Taking Back Craft

Taking Back Craft

For a long time I’ve found myself shying away from using the term “craft”. Some how, in my mind, the word craft evolved to glitter on paper, or something that you don’t take that seriously. It is frequently used pejoratively, and somehow I let that seep into my brain and that’s what it became to mean in my own mind. Something that’s a lark, that you don’t work at to get better, something frivolous and meaningless.

This is my own fault, I shouldn’t have let it grow like that in my mind, so I’m taking the word back and making myself comfortable with it again.

Part of the reason for this is that I found myself struggling for words. People use all sorts of different ones – make, making and maker being the dominant. But that is an imprecise word, and I don’t like it. You make lots of things, from a hand knit sweater to a basket (craft), while machines also make things, but they don’t craft.

Handiwork or handwork are other words, but certainly in the case of handiwork it lends one to think of somebody you call when you need a bit of word done on your house. So again, it’s an imprecise word.

And then you have words that are too precise – I’m a knitter, a sewer (or sewist, although I buck the trend with this one and prefer sewer), a spinner, a basketmaker, a canoe maker, a blacksmith, a cooper, etc. (several of these things I am not). But it gets tiresome to list all the things you spend your time crafting.
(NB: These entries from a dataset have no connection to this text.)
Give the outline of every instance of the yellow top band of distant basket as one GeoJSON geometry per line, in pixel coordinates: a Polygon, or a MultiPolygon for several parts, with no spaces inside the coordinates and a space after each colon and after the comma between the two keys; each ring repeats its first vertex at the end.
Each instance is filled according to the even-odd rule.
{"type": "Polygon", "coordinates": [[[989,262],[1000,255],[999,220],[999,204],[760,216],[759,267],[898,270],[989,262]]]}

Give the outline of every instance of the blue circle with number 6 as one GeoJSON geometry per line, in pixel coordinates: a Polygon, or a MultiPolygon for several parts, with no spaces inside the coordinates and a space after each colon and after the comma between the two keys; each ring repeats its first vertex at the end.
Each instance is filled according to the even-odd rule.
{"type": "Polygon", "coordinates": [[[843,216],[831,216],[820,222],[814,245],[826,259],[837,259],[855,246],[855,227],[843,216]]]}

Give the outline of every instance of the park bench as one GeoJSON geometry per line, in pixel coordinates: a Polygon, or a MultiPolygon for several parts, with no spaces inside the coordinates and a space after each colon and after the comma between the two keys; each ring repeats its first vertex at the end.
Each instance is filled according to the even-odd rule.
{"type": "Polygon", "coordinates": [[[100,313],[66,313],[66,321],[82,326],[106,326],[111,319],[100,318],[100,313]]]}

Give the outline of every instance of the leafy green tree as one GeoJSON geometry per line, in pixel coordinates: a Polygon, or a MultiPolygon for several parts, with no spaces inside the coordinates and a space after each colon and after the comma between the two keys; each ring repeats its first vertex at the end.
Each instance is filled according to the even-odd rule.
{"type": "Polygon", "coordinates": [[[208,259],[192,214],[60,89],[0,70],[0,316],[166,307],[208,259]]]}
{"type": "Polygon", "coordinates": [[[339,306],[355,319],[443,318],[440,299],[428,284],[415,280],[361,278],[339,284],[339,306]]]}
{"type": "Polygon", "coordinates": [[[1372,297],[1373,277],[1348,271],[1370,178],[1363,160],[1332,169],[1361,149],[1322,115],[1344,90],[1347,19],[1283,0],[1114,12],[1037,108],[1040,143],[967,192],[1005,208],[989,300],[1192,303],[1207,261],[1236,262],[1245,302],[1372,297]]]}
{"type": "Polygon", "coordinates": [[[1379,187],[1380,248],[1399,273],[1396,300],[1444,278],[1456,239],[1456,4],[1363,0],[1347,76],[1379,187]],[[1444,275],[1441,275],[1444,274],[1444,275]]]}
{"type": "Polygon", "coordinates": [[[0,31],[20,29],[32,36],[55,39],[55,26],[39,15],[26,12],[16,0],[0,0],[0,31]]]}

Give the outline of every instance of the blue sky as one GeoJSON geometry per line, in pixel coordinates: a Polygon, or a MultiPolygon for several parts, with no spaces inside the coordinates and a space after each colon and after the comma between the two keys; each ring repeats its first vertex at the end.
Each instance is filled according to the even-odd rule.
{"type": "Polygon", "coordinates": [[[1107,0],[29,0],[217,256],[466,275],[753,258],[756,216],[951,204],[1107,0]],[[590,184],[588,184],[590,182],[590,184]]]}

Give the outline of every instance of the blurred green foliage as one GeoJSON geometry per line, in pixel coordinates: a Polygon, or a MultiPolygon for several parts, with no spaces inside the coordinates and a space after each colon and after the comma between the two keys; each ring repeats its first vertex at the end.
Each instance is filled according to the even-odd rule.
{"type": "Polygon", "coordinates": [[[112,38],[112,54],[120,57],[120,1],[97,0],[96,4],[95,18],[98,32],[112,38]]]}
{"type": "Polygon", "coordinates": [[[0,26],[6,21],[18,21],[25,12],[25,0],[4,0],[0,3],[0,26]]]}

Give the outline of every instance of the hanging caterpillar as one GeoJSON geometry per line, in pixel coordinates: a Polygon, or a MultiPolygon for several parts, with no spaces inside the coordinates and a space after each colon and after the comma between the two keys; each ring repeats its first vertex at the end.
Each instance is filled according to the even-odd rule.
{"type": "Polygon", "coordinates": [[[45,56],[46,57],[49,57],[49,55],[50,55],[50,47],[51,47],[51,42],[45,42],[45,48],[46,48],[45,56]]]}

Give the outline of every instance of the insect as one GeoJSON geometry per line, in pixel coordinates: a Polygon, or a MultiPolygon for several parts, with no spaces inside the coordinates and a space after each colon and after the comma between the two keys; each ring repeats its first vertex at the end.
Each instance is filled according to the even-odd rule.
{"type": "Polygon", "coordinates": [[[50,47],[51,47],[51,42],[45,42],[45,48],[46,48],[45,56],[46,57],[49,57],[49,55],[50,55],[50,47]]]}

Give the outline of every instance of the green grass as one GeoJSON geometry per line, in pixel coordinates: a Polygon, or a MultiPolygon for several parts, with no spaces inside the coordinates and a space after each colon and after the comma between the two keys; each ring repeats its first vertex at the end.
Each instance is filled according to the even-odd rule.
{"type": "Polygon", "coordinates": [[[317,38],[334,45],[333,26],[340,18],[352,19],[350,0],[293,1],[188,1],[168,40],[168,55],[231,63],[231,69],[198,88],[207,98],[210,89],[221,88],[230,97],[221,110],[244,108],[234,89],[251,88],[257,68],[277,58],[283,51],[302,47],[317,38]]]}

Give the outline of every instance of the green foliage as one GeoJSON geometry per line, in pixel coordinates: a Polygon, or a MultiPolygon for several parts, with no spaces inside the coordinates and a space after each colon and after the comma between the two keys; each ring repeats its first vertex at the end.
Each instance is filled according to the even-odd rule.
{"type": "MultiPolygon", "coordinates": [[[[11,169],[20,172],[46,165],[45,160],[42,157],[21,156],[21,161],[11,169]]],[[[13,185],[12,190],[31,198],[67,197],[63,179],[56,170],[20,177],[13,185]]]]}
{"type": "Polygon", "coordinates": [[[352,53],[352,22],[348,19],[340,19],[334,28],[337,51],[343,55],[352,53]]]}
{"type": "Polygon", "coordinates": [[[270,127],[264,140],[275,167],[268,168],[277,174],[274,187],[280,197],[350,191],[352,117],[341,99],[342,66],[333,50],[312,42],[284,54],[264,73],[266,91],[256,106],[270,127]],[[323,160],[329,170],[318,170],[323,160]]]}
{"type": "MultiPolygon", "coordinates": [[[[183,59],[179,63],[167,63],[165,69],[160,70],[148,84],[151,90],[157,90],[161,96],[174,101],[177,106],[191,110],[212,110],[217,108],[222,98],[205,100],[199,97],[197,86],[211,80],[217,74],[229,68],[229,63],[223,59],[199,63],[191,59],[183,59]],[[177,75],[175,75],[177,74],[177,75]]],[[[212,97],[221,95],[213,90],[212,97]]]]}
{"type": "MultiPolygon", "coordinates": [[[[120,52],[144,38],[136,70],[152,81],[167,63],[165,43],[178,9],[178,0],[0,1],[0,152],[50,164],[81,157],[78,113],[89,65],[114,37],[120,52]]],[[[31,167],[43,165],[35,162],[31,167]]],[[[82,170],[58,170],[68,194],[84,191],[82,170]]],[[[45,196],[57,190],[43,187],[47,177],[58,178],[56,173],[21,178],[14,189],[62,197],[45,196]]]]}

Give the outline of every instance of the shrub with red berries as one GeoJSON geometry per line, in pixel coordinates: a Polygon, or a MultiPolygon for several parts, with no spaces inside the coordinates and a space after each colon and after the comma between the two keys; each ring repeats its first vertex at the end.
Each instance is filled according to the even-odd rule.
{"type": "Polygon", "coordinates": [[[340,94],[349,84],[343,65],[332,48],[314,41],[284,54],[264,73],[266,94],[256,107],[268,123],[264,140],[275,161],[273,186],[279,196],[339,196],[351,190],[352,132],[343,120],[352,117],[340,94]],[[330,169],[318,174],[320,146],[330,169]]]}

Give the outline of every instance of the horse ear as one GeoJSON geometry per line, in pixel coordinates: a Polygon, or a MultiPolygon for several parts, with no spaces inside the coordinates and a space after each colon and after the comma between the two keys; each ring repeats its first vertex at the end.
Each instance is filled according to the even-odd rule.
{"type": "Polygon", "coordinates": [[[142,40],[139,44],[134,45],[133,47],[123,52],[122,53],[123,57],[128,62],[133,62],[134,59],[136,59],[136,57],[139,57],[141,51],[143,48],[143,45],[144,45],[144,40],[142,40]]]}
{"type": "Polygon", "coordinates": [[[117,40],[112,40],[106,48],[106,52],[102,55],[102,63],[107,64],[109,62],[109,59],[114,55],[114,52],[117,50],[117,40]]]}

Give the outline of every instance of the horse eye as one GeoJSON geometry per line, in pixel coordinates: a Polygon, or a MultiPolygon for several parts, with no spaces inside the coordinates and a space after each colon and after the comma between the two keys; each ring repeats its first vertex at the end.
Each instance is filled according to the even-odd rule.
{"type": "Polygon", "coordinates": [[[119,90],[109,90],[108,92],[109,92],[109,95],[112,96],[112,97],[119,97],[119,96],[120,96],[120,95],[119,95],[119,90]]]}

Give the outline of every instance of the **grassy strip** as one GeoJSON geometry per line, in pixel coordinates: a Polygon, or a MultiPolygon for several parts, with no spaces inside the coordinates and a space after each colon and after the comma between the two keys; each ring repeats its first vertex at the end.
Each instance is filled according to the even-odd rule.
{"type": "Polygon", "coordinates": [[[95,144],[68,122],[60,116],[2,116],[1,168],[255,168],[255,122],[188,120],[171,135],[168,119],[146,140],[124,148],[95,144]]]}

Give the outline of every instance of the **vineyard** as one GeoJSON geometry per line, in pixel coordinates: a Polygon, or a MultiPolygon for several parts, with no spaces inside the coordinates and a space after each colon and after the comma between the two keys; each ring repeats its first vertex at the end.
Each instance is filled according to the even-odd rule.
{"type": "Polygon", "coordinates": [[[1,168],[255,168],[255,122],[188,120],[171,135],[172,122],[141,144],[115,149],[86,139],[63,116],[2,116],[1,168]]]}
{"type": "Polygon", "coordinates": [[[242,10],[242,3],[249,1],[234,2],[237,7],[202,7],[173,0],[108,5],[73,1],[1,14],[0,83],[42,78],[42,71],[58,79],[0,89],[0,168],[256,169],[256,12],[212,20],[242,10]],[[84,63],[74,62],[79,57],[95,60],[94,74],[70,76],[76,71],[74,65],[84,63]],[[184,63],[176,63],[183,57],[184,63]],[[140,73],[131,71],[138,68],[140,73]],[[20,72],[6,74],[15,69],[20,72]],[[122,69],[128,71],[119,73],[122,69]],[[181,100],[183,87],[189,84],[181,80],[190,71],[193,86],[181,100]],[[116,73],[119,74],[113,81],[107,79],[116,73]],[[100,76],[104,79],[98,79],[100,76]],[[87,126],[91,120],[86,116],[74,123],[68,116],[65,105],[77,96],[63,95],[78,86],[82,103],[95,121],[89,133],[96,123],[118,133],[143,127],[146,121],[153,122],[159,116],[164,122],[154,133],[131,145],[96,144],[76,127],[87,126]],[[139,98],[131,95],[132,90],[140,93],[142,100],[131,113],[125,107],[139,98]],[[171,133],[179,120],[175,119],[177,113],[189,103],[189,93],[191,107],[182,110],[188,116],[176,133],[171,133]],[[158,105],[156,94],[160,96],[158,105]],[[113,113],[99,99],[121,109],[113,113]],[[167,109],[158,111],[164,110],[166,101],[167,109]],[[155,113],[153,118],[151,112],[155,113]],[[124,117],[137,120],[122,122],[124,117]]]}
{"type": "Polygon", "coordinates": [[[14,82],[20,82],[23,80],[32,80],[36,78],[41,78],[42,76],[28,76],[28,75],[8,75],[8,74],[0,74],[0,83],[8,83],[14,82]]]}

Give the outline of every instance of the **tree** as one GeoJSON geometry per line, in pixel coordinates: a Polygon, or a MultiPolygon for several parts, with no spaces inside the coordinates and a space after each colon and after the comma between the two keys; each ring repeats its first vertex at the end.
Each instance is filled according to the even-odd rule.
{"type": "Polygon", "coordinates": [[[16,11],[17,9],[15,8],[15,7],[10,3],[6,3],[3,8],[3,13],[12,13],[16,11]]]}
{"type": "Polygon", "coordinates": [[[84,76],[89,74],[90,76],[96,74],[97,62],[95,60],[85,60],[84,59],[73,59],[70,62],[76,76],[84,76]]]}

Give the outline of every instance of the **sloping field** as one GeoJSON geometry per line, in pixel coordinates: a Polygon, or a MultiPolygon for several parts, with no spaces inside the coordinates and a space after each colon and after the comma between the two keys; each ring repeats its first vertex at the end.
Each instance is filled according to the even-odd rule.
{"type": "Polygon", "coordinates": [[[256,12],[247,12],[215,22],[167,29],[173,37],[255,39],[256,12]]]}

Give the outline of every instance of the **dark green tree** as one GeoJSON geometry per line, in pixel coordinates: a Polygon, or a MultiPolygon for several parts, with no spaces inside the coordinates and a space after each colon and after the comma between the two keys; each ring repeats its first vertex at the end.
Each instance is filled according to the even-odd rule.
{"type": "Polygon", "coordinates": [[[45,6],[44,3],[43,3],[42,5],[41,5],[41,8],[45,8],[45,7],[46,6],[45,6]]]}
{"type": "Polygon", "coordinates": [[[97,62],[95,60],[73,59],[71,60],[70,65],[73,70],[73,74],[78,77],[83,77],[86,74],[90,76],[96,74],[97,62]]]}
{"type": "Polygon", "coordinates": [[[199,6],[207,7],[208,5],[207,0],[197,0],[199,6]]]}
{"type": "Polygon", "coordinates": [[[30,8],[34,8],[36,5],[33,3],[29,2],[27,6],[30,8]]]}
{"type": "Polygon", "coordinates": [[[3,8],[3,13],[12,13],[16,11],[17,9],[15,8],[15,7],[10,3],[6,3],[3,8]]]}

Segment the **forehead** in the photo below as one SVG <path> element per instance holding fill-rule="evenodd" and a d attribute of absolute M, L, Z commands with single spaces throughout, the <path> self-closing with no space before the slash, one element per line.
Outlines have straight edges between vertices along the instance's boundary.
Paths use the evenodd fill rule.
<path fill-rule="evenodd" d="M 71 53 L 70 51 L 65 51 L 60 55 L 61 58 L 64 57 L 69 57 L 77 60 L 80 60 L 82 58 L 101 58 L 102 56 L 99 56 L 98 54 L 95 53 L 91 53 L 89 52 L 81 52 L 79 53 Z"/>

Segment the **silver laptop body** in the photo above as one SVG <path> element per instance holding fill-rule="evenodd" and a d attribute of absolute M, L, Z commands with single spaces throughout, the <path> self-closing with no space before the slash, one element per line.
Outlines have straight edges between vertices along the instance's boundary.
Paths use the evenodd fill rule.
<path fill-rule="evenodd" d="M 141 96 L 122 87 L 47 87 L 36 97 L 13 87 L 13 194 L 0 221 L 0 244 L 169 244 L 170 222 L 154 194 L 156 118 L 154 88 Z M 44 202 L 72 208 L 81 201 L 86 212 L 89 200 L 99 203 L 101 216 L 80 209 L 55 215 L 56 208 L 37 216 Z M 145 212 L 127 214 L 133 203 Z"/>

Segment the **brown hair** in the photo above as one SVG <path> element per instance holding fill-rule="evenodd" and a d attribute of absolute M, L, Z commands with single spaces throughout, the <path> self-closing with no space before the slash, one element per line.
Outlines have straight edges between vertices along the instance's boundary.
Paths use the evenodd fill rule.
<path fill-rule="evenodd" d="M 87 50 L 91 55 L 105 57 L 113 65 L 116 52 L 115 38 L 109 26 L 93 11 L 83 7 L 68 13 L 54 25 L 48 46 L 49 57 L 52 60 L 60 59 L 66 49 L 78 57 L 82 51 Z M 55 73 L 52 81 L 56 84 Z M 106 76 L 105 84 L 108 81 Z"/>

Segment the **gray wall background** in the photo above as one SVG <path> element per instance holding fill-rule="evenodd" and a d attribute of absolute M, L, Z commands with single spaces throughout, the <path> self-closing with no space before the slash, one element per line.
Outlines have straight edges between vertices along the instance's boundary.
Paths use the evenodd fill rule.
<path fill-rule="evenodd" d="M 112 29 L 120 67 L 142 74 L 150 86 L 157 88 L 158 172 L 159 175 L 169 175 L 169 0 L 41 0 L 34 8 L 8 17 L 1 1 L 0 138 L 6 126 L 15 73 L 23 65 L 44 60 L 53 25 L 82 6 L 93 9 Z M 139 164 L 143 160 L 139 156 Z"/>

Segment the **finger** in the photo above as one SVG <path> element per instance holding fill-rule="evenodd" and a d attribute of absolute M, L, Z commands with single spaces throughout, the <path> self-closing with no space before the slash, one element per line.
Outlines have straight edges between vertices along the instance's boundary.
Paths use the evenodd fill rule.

Which leads us right back to craft. Craft is a word that by definition is somebody skilled who makes something by hand. It’s a good word, and it’s the correct word. It’s not imprecise and it’s not too precise either.

But even if you google “craft” or “crafts”, the top hits you get are brightly coloured paper, kids projects, and sugary sweet twee items. These are not bad things, but it is indicative of what people immediately think of when one says “craft”, doesn’t it? And it certainly doesn’t encompass what I consider my crafts.

Above I said it lends an air of something you don’t take seriously, and I do take my craft(s) very seriously. They’re a skill set and a challenge, and at the end of it, an extension of who I am. I spend a lot of time planning and practicing whatever I’m doing, and that is important to me. So having this idea that the word used is equated with something trivial – whether it’s my mind or the general consciousness – makes me uncomfortable.

But, on the other hand, what goes on in the general consciousness isn’t something I can personally have that much affect on. What I can have affect on is I personally think, and I personally think that craft is a good word that is perfect for what I do.